Bede's View on History
- History should record good things of good men to encourage imitation of good, and record evil of wicked men to encourage the avoidance of sin.
Bede’s Legacy as a Historian and Historical Source
- Advocated for a universally accepted chronology in De Temporibus (703).
- Argued for the reinstatement of the Roman Christian system to standardize the calculation of important events, such as Easter.
- Introduced the Roman dating system of BC (Before Christ) and AD (Anno Domini, ‘in the year of Our Lord’).
- Cultural historian: The Ecclesiastical History recorded details of Caedmon, the first English poet known by name.
- Oral historian, similar to Herodotus.
- Named his sources, thus referencing them.
Ibn Khaldūn
- Lived 1332-1406.
- Considered by some as a foreshadowing of European modernity.
- Deeply religious but separated the sacred and the secular.
- Like other historians, he not only recorded the past but also explained it.
- Born on 1 Ramadan 732 (27 May 1332).
- Served as the secretary to the Moroccan Sultan Abu ‘Inan, which led to his imprisonment due to suspicions of freeing a captured prince.
- Freed after Abu ‘Inan’s death, but fled to Spain.
- After further political issues, he went to Algeria and started writing history.

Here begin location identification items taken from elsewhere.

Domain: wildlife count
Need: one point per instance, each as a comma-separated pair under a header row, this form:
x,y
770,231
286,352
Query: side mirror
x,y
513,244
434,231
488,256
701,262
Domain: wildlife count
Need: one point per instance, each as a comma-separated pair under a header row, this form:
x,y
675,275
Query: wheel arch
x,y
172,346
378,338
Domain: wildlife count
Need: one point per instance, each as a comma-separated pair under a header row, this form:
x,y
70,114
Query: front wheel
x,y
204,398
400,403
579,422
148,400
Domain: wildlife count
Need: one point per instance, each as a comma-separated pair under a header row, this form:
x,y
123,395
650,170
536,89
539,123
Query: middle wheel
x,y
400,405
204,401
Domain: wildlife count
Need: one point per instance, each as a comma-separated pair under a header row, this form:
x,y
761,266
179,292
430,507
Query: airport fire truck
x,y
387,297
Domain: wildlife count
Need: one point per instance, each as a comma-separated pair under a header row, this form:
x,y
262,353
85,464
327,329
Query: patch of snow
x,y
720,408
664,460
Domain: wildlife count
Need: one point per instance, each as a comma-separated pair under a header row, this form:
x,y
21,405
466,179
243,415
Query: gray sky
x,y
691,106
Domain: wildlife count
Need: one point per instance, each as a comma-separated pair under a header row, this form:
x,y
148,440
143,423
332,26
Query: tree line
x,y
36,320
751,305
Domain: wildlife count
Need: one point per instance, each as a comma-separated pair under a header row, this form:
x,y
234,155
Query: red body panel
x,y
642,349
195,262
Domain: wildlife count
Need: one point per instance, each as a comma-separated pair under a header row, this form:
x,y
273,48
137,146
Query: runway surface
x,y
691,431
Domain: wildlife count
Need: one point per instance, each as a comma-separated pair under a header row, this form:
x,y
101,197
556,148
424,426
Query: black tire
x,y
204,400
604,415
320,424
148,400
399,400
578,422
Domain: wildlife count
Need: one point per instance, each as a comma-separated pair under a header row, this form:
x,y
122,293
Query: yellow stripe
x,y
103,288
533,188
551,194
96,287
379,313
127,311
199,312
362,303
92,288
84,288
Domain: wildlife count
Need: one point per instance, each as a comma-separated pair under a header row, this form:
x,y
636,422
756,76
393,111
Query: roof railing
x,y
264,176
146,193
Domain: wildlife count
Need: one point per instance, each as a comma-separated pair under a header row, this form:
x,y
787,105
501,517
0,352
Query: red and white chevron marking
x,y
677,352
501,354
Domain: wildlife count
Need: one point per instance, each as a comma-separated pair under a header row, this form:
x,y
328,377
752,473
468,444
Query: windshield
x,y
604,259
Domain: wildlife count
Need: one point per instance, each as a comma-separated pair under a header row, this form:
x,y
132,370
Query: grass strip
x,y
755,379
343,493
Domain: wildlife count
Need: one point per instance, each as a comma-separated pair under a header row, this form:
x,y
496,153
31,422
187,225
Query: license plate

- Later, in Egypt, he wrote his most famous work, The Muqaddimah.
The Muqaddimah
- Unlike the historical works of his contemporaries, Ibn Khaldūn declared that The Muqaddimah did not aim to ‘move or charm the reader’, to ‘moralize or convince’, or to serve a political purpose.
- It was not biased, based on hearsay or false assumptions, or written to gain favor with those in power.
- Importantly, it excluded the supernatural but appealed to religious faith by stating that it was not the historian’s place to speculate about causes beyond a certain point, which was considered God’s domain.